I'm trying to search and capture for a certain type of file names (e.g. /app.css /main.js) within another file (a log file) .

The regex I've constructed is this:

^\/([a-zA-Z0-9_-]+)[.](css|js)

I'm trying to get the first capture group, i.e file name without extension (app main etc from above example) and this is how I'm searching

haystack = '/main.js'
matches = re.finditer(pattern, haystack, re.MULTILINE)

it works fine and I'm able to get the captured groups. However if I do the same while reading a file, it doesn't work

pattern = r"'^\/([a-zA-Z0-9_-]+)[.](css|js)'"
for i, line in enumerate(open('log.txt', 'r')):
    haystack = line.rstrip()
    matches = re.finditer(pattern, haystack, re.MULTILINE)

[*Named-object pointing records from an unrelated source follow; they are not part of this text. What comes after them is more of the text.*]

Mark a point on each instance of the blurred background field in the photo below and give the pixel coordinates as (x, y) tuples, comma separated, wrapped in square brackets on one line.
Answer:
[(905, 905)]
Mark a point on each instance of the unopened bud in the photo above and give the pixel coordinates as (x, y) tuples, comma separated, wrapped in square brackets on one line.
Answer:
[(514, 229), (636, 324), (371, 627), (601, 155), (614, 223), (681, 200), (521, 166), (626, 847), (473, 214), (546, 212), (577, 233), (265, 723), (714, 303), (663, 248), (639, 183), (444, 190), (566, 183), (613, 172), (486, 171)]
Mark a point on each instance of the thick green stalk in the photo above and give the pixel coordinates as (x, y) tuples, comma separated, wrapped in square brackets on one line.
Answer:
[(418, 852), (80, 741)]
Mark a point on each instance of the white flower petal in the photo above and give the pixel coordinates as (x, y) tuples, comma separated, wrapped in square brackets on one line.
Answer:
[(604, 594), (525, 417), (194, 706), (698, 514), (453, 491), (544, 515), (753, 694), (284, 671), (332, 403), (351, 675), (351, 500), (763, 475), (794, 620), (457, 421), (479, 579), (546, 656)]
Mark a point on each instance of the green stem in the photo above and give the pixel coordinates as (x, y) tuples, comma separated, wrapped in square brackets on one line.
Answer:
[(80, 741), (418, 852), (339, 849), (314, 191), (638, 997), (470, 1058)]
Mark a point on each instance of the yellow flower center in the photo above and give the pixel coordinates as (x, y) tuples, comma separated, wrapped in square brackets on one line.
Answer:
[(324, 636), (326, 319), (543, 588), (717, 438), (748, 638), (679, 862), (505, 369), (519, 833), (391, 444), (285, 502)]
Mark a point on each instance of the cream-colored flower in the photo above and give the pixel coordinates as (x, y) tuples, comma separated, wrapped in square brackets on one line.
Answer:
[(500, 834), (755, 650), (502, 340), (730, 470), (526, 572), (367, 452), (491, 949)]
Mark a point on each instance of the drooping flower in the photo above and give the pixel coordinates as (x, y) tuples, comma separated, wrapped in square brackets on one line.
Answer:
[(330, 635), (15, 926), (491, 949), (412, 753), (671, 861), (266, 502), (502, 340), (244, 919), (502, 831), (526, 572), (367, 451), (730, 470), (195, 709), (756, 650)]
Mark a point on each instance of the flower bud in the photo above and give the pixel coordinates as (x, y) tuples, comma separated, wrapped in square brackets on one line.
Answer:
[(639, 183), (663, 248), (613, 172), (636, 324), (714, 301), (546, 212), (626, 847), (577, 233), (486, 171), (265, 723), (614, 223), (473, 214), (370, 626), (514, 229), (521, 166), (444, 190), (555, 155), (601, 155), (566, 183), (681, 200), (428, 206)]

the content of the log.txt is something like this:

duis ut diam quam /app.css porttitor
app.css
main.js
purus sit (amet volutpat /main.js)

it doesn't match in any of the lines for the above file, even though it should have in all four line!

Termin4t0r
  • 169
  • 1
  • 7
  • 2
    You specified the `^` anchor which means "start matching at beginning of text", so the result you are getting is correct there is no match – Giacomo Alzetta Apr 05 '19 at 07:05

2 Answers2

2

Change your regex into:

/([a-zA-Z0-9_-]+)\.(css|js)

demo: https://regex101.com/r/Aub4dw/1/

You do not need the beginning of line anchor. It works with haystack = '/main.js' because /main.js is exactly at the beginning of the string.

Allan
  • 11,170
  • 3
  • 22
  • 43
2

From your content of file, it can be seen that the filename doesn't start from start of line, hence you need to get rid of ^ from the regex so it can match anywhere in the file. You can use this regex,

/([a-zA-Z0-9_-]+)[.](css|js)

As, you can see, in Python you don't need to escape a / as \/ because / is not the default delimiter in the regex unlike in some other languages like JS and PHP.

Also, in case you want to find all the filename's first part without extension, just use findall (in case that's better for you) instead of iterating one by one using finditer and make (css|js) a non-group like this (?:css|js) with this code,

import re

s = '''duis ut diam quam /app.css porttitor
app.css
main.js
purus sit (amet volutpat /main.js)'''

print(re.findall(r'/([a-zA-Z0-9_-]+)[.](?:css|js)', s))

Prints,

['app', 'main']

Demo

Pushpesh Kumar Rajwanshi
  • 17,850
  • 2
  • 16
  • 35